Calibrating temperature and heavy-electron behaviour.
A young physicist's exchange between two groups, one theoretical and one experimental, was a crucial facet of work that has shed new light on the behaviour of a group of superconducting materials, the heavy-electron compounds. Superconductivity is a valuable property that describes the phenomenon of having no electrical resistance, without which electrons — and so electric current — can flow freely within a material for extensive time periods without any energy being lost as heat. The problem is that all known superconductors only exhibit this behaviour at very low temperatures, which makes them impractial for many potential applications.
“Forget about equations for a minute and just try to describe a picture.
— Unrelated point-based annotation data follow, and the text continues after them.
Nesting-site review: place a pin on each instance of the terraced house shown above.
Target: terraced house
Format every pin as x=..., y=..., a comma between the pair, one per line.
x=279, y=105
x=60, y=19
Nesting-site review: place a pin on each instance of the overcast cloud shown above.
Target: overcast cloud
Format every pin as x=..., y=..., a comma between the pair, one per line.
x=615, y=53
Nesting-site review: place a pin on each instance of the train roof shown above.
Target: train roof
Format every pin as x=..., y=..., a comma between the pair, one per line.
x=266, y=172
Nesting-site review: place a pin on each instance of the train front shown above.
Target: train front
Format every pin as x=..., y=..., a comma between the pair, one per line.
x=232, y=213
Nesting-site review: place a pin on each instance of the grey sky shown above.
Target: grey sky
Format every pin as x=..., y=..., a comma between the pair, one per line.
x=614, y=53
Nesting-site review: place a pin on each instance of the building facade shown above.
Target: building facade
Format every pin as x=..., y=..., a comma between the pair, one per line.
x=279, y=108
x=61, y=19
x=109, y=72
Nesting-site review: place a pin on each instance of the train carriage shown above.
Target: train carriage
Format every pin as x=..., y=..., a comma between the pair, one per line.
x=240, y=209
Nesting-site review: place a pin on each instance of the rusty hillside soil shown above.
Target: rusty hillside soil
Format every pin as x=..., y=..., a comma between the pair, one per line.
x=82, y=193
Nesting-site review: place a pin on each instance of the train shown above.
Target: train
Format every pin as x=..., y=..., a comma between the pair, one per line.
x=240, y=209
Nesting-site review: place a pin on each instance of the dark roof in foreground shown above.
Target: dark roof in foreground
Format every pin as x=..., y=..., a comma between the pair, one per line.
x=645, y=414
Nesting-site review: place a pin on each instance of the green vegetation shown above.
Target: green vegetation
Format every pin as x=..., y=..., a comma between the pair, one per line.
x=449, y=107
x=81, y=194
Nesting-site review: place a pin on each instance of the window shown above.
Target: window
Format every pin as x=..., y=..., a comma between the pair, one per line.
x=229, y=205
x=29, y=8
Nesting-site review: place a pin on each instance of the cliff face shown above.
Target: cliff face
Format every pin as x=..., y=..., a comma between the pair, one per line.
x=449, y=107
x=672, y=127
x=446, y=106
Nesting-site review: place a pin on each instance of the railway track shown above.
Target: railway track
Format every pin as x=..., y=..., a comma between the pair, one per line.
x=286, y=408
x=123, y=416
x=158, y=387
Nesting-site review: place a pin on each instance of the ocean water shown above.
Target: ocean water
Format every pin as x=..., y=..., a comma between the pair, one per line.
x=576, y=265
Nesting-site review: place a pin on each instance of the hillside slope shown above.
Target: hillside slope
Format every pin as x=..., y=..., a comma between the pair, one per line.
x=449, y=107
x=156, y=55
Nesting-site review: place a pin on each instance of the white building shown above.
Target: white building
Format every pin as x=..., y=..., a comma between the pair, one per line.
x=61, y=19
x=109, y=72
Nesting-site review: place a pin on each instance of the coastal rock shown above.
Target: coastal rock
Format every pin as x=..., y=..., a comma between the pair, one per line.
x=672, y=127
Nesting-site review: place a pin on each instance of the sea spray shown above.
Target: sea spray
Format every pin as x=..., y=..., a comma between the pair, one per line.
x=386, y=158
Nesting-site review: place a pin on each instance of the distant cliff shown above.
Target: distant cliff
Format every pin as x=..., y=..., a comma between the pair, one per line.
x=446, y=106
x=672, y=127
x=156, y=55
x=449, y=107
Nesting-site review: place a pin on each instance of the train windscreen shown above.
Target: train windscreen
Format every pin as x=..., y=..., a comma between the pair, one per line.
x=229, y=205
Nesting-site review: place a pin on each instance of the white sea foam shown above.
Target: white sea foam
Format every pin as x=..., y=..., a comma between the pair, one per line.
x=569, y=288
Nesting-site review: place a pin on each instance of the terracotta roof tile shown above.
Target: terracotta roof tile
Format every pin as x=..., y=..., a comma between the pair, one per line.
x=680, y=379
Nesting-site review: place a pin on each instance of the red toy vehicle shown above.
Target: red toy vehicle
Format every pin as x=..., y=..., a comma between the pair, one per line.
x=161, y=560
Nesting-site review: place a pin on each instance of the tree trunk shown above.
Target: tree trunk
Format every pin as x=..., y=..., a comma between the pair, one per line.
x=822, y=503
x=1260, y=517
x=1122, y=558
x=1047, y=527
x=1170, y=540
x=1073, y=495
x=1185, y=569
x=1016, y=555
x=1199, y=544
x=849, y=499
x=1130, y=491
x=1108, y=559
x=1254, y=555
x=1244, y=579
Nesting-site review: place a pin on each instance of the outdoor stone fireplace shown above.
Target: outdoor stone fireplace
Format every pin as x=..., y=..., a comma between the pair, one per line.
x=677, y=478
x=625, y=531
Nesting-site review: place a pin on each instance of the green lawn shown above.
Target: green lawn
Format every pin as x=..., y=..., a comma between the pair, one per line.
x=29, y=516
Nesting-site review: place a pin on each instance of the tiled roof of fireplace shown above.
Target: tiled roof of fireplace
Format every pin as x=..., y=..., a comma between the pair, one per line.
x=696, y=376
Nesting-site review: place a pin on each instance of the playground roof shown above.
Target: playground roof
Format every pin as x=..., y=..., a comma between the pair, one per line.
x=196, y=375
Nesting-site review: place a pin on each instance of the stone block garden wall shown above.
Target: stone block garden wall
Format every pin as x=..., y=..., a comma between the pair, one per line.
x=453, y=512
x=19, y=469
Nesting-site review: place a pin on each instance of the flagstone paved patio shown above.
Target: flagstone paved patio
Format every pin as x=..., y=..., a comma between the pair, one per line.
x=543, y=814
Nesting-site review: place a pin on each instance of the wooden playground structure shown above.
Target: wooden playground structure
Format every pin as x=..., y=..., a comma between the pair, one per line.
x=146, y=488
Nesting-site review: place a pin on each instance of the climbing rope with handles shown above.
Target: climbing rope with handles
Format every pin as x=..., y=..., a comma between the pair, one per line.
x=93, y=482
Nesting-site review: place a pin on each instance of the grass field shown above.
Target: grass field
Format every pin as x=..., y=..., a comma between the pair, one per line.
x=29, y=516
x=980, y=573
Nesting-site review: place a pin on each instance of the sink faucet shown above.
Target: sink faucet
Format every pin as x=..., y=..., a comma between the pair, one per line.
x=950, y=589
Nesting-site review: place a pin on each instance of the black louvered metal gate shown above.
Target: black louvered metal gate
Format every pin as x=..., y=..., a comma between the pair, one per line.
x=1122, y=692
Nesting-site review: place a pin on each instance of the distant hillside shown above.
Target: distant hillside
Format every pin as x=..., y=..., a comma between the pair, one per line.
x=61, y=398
Yi-feng Yang”
Heavy-electron materials — such as alloys containing cerium and ytterbium — display unusual, temperature-dependent behaviour that results from the interaction between electron spins of atoms on a chemically ordered lattice. As the temperature drops, the electrons first gain mass, and then, just above absolute zero, become magnetic and/or superconducting. David Pines, a theoretical physicist at the University of California, Davis, his postdoctoral fellow Yi-feng Yang, currently a visiting scientist at Los Alamos National Laboratory in New Mexico, and their co-authors have discovered a way to calculate the temperature scale that governs the emergence of heavy-electron behaviour.
“Determining this scale is important because it is the first step towards understanding the fundamental physics behind this behaviour,” says Yang. He and Pines had shown previously that, for these materials, there is a temperature, T*, above which the lattice of localized electrons behave individually and below which the electrons behave collectively. Now, they and their colleagues have come up with a simple equation for calculating T* (see page 611). Because T* sets the scale for superconductivity in these materials, this breakthrough may one day help with the design of new superconducting materials that function at higher, more practical temperatures.
Their equation applies to a number of heavy-electron materials with very different low-temperature properties. Pines credits the breakthrough to Yang's ability to work in the experimental as well as the theoretical sphere. An Institute for Complex Adaptive Matter (ICAM) fellowship provided him with the funds to travel between Pines's lab and one of the world's top experimental teams for heavy-electron materials — Joe Thompson's group at Los Alamos.
Yang admits that jumping into the middle of a bunch of experimental physicists was difficult and, at times, frustrating, but he managed to climb the steep learning curve. He examined more than 30 years' worth of experimental data on the heavy-electron materials before attempting to come up with an equation that would describe their behaviours at low temperatures. And, with the help of daily conversations and observations among the experimentalists, he eventually came to the solution for T*.
“It is so easy for a young, gifted theorist to get caught up in trying to invent new mathematical models without having a sense of whether these relate to experiments,” says Pines. “Yi-feng began by thinking about a phenomenological description of what was going on, rather than rushing to what would have almost certainly proved to be an inadequate calculation.”
The experimentalists, Yang says, provided a new perspective. “At times I used to think about everything in a very theoretical way and derive some equations,” he says. “But that's not how they think about it. Experimental physicists have a picture in their head of what is going on and they do experiments to try to add to that picture. I learned a lot from this way of thinking — forget about equations for a minute and just try to describe a picture.”
Pines says that this marriage of theory and experiment is the only way to make progress on frontier problems such as emerging behaviours in new classes of materials. An experimentalist might make an off-hand comment such as, “Oh yeah, there is that funny result I saw that didn't quite fit what we were expecting,” he says, and that might be the signature of an emerging behaviour that a theorist can seize upon.
Both feel that Yang has found his calling in bridging experimental and theoretical work on the heavy-electron compounds — a class of materials whose mysterious properties have put them in the spotlight of superconductor research. In the drive to ultimately design superconducting materials that work near room temperature, says Pines, “the heavy-electron materials come front and centre”.